On the previous page, we introduced KNIME's built in reporting functionality using BIRT. We also introduced the Austin Restaurants dataset, from which we can produce tables and charts of interest. On this page, we'll present some advanced BIRT concepts, which you can use to generate more sophisticated visualizations of your data. These include:
- BIRT breadcrumbs, for easily selecting elements in a report
- A method for looping and grouping using KNIME workflow functionality
- A method for grouping using BIRT's built in capabilities
- Creating a native BIRT chart, and including dynamic text in BIRT using KNIME flow variables
Advanced Report Workflow
The workflow for this exercise is presented below.
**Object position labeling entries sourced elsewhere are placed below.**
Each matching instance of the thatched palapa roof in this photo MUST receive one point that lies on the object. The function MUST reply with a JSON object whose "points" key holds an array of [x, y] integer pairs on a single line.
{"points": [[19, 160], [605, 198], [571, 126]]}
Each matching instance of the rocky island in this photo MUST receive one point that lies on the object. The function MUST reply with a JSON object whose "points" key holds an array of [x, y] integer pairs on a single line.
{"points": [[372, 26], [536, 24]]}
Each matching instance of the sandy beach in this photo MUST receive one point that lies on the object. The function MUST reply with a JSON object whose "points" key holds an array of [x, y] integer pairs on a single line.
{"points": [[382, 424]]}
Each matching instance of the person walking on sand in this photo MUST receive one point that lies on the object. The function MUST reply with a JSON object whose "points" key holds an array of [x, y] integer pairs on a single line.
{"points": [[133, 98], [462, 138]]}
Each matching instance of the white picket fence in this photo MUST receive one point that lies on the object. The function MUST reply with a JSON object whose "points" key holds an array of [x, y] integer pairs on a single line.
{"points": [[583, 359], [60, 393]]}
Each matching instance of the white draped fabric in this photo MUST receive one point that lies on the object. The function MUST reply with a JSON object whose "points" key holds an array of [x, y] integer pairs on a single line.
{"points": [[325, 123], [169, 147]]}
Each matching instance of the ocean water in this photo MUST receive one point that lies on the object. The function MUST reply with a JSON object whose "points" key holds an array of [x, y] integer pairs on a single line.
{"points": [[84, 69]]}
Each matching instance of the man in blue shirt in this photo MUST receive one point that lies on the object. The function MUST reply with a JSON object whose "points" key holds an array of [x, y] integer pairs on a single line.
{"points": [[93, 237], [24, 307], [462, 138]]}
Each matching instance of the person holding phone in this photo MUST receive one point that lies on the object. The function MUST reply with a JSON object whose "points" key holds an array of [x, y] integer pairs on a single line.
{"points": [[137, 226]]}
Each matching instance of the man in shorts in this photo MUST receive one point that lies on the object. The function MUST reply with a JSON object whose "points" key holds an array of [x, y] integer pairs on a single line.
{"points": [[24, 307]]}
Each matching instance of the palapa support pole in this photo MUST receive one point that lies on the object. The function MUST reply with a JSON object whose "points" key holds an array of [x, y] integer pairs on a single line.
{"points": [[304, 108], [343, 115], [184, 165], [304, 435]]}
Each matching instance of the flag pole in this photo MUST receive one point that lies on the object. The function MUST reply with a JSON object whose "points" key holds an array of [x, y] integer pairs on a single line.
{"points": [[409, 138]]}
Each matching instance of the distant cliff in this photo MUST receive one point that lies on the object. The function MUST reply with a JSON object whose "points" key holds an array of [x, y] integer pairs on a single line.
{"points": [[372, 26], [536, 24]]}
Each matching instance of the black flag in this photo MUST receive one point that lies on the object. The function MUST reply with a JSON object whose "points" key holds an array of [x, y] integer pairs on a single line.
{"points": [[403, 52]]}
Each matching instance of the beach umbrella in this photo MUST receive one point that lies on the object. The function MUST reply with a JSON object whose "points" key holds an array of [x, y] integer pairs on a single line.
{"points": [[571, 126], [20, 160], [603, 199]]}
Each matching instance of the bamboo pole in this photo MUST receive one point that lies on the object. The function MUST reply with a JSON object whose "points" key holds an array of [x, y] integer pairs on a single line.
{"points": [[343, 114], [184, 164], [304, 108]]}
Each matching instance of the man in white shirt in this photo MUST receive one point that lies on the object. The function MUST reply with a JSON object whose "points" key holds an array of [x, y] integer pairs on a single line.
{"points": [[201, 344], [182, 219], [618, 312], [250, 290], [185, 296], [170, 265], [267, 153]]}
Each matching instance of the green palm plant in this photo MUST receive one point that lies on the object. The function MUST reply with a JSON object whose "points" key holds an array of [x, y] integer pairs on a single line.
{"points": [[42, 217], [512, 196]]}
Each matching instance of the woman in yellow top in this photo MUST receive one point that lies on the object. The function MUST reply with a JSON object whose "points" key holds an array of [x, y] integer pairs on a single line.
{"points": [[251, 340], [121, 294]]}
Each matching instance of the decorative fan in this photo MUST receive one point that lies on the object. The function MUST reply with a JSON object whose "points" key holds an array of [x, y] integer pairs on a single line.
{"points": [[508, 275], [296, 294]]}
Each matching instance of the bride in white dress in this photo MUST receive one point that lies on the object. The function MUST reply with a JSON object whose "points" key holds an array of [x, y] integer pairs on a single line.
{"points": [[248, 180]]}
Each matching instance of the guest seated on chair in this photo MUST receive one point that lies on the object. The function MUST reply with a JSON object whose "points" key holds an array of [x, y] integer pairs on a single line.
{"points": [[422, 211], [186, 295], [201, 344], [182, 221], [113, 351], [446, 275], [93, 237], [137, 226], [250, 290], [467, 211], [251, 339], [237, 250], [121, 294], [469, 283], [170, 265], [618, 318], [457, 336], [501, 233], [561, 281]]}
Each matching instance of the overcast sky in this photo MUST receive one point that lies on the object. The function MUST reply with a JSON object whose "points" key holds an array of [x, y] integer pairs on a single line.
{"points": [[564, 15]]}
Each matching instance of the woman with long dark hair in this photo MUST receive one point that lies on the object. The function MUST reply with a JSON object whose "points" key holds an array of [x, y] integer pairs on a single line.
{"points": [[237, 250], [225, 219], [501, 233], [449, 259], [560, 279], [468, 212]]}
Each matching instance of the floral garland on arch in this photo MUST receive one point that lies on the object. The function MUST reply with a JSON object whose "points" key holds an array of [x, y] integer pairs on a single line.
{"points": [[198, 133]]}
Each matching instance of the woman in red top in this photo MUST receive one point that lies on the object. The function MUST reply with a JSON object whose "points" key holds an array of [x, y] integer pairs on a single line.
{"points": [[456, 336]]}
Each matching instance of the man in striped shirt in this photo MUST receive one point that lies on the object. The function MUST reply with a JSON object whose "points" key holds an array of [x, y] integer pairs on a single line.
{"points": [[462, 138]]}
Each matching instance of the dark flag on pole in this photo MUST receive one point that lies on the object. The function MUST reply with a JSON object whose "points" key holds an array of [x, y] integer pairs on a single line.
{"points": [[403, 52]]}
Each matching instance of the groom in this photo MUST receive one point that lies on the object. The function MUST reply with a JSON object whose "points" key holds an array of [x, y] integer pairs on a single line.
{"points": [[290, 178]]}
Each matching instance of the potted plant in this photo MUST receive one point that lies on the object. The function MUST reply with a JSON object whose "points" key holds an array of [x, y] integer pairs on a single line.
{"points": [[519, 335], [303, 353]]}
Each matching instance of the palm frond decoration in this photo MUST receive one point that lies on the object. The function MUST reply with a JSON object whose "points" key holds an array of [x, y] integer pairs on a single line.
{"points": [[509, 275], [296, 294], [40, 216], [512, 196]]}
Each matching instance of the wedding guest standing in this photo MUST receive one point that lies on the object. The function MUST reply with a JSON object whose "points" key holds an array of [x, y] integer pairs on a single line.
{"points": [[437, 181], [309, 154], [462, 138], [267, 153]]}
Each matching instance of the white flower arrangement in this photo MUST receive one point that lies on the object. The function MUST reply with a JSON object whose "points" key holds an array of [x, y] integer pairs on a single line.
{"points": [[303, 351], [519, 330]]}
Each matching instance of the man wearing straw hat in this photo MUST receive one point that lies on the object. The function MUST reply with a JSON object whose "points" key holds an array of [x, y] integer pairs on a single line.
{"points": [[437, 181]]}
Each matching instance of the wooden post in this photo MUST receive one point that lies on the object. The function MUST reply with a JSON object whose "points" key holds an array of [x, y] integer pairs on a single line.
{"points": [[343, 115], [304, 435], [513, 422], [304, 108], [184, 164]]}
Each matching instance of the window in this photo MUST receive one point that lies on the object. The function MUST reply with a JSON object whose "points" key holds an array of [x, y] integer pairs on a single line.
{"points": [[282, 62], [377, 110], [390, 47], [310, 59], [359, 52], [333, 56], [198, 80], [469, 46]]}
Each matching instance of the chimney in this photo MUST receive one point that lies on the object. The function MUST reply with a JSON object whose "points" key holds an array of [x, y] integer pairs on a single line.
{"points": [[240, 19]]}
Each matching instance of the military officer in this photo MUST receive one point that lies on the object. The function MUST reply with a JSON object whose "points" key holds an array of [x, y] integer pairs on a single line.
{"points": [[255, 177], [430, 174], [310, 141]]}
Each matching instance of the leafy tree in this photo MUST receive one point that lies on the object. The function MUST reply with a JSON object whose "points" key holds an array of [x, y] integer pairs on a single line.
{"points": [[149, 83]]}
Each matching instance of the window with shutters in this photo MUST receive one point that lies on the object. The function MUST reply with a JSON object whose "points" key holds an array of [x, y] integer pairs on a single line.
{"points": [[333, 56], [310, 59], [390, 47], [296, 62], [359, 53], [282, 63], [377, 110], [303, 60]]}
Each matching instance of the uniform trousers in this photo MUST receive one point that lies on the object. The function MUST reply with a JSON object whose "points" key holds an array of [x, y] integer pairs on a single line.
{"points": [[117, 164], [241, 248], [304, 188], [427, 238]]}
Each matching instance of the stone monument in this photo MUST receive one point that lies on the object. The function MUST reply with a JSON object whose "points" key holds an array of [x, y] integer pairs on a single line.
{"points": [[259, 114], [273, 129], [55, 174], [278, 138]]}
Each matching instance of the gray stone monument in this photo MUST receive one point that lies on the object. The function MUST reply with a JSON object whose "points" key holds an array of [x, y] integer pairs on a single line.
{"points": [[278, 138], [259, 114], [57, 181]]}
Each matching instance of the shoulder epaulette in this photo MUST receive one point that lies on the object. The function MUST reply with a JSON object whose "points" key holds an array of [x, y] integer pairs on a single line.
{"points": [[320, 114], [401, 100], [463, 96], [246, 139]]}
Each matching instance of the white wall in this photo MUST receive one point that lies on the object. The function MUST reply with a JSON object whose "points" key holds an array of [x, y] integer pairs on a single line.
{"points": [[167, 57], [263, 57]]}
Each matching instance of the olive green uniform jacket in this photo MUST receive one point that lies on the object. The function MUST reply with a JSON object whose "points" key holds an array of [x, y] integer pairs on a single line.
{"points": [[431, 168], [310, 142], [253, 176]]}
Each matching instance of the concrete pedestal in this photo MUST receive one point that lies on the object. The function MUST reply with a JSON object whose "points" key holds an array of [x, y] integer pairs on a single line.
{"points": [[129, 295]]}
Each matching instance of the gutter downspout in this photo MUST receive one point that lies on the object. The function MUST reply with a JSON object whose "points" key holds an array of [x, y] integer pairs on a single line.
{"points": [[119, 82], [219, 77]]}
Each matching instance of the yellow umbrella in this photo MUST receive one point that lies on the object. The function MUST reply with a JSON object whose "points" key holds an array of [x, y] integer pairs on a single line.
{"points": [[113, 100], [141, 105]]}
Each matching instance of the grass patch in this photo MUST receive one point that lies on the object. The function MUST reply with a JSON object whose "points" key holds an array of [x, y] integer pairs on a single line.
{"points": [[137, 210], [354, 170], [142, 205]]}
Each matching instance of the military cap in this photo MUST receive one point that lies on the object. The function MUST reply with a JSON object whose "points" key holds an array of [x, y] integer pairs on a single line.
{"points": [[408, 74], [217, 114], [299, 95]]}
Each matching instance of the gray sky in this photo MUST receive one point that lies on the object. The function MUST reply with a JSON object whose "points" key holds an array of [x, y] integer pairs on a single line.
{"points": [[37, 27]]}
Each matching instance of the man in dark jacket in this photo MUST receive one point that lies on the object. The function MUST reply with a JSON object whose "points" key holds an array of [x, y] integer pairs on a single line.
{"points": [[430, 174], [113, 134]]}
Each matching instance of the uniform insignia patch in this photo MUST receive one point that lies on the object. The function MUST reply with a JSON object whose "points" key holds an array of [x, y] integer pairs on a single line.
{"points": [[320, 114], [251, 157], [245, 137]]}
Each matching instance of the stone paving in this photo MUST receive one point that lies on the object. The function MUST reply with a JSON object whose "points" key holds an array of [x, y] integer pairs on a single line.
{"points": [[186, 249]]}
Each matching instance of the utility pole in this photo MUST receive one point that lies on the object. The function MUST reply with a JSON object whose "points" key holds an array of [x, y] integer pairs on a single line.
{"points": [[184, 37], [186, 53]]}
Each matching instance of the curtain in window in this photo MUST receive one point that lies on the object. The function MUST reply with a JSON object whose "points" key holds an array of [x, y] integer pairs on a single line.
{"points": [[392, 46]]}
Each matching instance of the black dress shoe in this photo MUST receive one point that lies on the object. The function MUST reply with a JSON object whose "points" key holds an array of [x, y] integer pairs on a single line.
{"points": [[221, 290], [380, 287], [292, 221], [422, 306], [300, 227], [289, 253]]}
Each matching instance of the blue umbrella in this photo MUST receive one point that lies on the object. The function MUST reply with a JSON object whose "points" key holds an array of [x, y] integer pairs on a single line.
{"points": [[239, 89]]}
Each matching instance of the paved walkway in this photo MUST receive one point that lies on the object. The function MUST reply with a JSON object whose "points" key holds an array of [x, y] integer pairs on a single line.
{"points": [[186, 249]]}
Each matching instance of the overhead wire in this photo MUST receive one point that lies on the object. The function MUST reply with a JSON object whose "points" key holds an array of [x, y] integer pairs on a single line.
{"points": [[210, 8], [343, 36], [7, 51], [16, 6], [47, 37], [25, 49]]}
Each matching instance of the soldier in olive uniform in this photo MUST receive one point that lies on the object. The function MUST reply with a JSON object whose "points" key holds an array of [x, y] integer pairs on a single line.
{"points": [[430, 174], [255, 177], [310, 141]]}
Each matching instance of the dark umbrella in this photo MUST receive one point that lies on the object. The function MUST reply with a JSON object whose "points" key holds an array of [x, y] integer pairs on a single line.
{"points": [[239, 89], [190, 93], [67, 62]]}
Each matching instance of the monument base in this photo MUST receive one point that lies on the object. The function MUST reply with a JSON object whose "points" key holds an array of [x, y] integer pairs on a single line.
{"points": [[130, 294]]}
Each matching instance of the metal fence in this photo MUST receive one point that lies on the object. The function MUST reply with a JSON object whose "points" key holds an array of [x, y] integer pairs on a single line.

In it, we read in data and filter it by ZIP code, using global flow variables. We also perform a quick aggregation using a GroupBy node to obtain the most recent inspection date for each facility, and join that information back with the score data. The processed data is used to perform three tasks:
- In the green box, we present grouping Method 1. This method uses a KNIME Group Loop to produce, for each ZIP code, a list of the top 10 scoring locations, along with a histogram of scores for all locations. It then passes two separate tables to BIRT - one containing the top restaurants, and the other containing the histograms.
- In the blue box, we present grouping Method 2. Here we produce a table of locations with the highest and lowest restaurant scores in each ZIP code, and pass that table directly to BIRT.
- In the pink box, we present a method to create a box-and-whisker plot using BIRT's built in chart capabilities. For each ZIP code, the workflow calculates the minimum, maximum, and selected quartiles of the restaurant scores and passes that information to BIRT via a table.
Each of these methods is described in further detail in the sections that follow. The workflow and associated dataset is available at EXAMPLES/05_Reporting/01_BIRT/08_BIRT_Example_AdvancedEXAMPLES/05_Reporting/01_BIRT/08_BIRT_Example_Advanced*. You should download the workflow from the EXAMPLES server and execute it in full before continuing with the report creation steps below.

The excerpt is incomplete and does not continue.